Wakulich v. Mraz
322 Ill.App.3d 768, 751 N.E.2d 1, 255 Ill.Dec. 907 (2001)
- At a party, the Mraz brother entered a drinking contest with Wakulich, who was only 16. Wakulich soon lost consciousness. Through the night, the Mraz brothers did not attempt to get medical care, and in fact prevented others from calling an ambulance.
- While unconscious, the Mraz brothers made Wakulich comfortable and gave her a pillow for her head.
- The next morning, they took her unconscious body to a friend’s house, who called an ambulance. Wakulich was pronounced dead.
- Wakulich’s parents sued the Mraz brothers, and their father (who was in the house during the party) for wrongful death.
- The Trial Court dismissed the charges for failure to state a cause of action.
- Illinois State law did not allow liability of social hosts for providing alcohol.
- Wakulich’s parents appealed, this time pleading that the Mraz brothers failed to exercise due care when they voluntarily undertook the duty to care for Wakulich after she passed out.
- The Appellate Court agreed with the new pleading and remanded the case for trial.
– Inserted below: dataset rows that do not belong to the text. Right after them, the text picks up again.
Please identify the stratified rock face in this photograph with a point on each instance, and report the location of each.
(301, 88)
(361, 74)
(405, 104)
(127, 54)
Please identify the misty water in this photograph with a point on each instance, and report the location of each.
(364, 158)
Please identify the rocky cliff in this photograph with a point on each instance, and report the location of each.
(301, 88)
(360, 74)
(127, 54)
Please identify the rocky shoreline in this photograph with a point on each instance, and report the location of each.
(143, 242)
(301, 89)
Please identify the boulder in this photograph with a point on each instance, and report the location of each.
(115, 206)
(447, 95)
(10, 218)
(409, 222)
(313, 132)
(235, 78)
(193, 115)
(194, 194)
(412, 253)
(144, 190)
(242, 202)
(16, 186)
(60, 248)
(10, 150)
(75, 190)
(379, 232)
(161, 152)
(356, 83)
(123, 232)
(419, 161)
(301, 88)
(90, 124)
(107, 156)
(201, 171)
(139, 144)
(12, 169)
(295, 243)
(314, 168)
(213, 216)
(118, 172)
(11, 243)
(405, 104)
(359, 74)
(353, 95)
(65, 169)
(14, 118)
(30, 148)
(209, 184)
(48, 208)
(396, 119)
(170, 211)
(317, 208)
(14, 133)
- The Appellate Court found that while the Mraz Brothers had not breached any duty of care by giving alcohol to Wakulich, they did potentially breach a duty of care by voluntarily offering to care for Wakulich after she became unconscious and having allegedly failed to exercise due care in the performance of that undertaking.
- The Court found that the Mraz brother’s actions demonstrated that they provided care for Wakulich. If they had provided better care (like say calling an ambulance), Wakulich would not have died.
- Basically, the Court held that the Mraz brothers had no duty to care in preventing Wakulich from drinking (that was her choice), aka nonfeasance, but, once she was unconscious, the brothers took on a duty to provide reasonable care by volunteering to take care of her. Doing that duty negligently results in possibly liability, aka misfeasance.
- Preventing others from calling for help is a positive act, so the doctrine of nonfeasance doesn’t apply here.
- The Restatement Third of Torts: Liability for Physical Harm §45 says that when a person voluntarily begins to take charge of an imperiled and helpless person, he has assumed a duty to take charge in a reasonable manner.